For now, she’s making the most of her own experience and understanding of people’s needs with a mental health advocacy group she started called Okay, Not Okay. Krishnan says “no one should struggle in silence” and that this group would provide people help, “empowering them, so they don’t feel victimised.” Because if you don’t talk about your problems, as Krishnan puts it, “You’ll stew in your own soup.”
And that’s also one of the things which the new Mental Health Care Act of 2017, which came into force on May 29, will do. The fact that attempt to commit suicide is now decriminalised will allow people to speak up, Krishnan believes. India was amongst the very few countries that could, under law, sentence someone to a year’s imprisonment or fine, or both, for taking the extreme step of attempting to kill themselves. This in itself, she says, was evidence that the government stigmatised mental health.
Vikram Patel, a leading researcher on mental health and professor at Harvard and London School of Hygiene & Tropical Medicine, reiterates that the amended law will allow people to seek help without any fear. It is also “a recognition by the government that mental illness is not voluntary”, Patel adds. The earlier Act of 1987 focused on protecting people from those that were mentally ill. Now it’s about “enshrining care to those living with mental illness” and give them “freedom from discrimination”.
Patel, who won the 2014 Sarnat Prize for his contributions to improving mental healthcare in developing countries, had revealed the burden of mental disorders in low- and middle-income nations and showed a strong link between mental disorders and poverty.

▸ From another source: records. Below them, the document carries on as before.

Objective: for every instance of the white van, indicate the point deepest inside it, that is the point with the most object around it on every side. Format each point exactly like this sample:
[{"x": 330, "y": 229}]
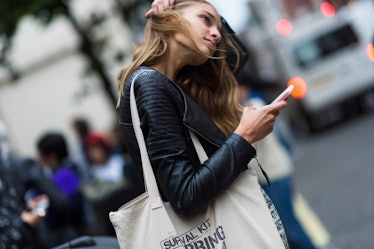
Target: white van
[{"x": 333, "y": 56}]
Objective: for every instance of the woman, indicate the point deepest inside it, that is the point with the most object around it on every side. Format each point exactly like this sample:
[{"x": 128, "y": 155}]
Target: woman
[{"x": 190, "y": 85}]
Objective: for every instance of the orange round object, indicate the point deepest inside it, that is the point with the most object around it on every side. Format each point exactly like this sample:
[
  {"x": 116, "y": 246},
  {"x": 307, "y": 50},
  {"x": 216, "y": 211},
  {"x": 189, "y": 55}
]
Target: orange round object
[{"x": 300, "y": 87}]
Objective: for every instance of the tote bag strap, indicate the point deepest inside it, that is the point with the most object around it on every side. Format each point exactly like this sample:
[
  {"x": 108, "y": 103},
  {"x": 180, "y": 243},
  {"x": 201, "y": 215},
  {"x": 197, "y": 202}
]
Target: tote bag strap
[
  {"x": 198, "y": 147},
  {"x": 149, "y": 177}
]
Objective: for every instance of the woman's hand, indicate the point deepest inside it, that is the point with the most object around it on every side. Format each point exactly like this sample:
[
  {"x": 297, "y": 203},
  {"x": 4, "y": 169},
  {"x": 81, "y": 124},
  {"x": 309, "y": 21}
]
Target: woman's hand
[
  {"x": 255, "y": 124},
  {"x": 159, "y": 6}
]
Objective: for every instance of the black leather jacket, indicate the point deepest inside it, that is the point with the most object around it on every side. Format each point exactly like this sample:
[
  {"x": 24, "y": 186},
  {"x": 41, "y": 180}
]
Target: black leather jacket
[{"x": 166, "y": 114}]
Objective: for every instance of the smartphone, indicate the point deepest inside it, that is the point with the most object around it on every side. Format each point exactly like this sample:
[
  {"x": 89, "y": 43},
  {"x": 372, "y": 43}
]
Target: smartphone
[{"x": 284, "y": 94}]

There is still a huge gap in resources available to those living in rural areas — where they can often face discrimination. Dr Johann Alex Ebenezer, a psychiatrist who extensively worked in rural areas of Madhya Pradesh, said that the resource crunch was acute. There was shortage of medicines, and he was the lone psychiatrist in four districts with 75 villages.
India has at least 50 million affected by mental health problems. In sharp contrast, there are 0.30 psychiatrists, 0.17 nurses, and 0.05 psychologists per 1,00,000 mentally ill patients.

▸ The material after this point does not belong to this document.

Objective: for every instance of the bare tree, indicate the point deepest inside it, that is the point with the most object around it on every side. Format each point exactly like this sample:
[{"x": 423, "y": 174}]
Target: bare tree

One solution to counter this dearth in the rural set-up could thus be the promotion of non-specialist healthcare workers, that can work on the field. One of the areas that Sangath — an NGO co-founded by Patel — works in is training of individuals to deliver psychosocial interventions for a range of mental health conditions.

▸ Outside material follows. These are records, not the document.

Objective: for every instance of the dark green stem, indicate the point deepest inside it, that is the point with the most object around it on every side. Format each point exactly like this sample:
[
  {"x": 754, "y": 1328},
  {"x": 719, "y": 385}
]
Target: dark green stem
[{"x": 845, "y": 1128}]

But where all the resources of the government currently stand, he believes the promise in the act, to provide free and fair treatment to all those below the poverty line “is ambiguous” and far from reality.
One way it could stand by its “duty bound” promise of providing care, treatment and rehabilitation, psychiatrist Dr Starlin Vijay Mythri says, would be by way of its inclusion of AYUSH (Ayurveda, Yoga and Naturopathy, Unani, Siddha and Homoeopathy).
The government instututions that do exist currently, still function in an asylum system, Starlin says, where there’s a lot of stigma attached. “There’s confinement of patients, with families not allowed for visits.” A councillor who has worked with a shelter home for mentally ill destitute women was in bad shape before her organisation stepped in.
“Patients were living in a pathetic condition, and the entire place smelt of urine”. While there were 40 staff members for the 100 patients admitted, they were clearly not looked after. They also found out that the lone visiting psychiatrist would prescribe the wrong medication.
So, while the Act is a much-needed change of law, on ground there’s a lot of work to be done by the authorities.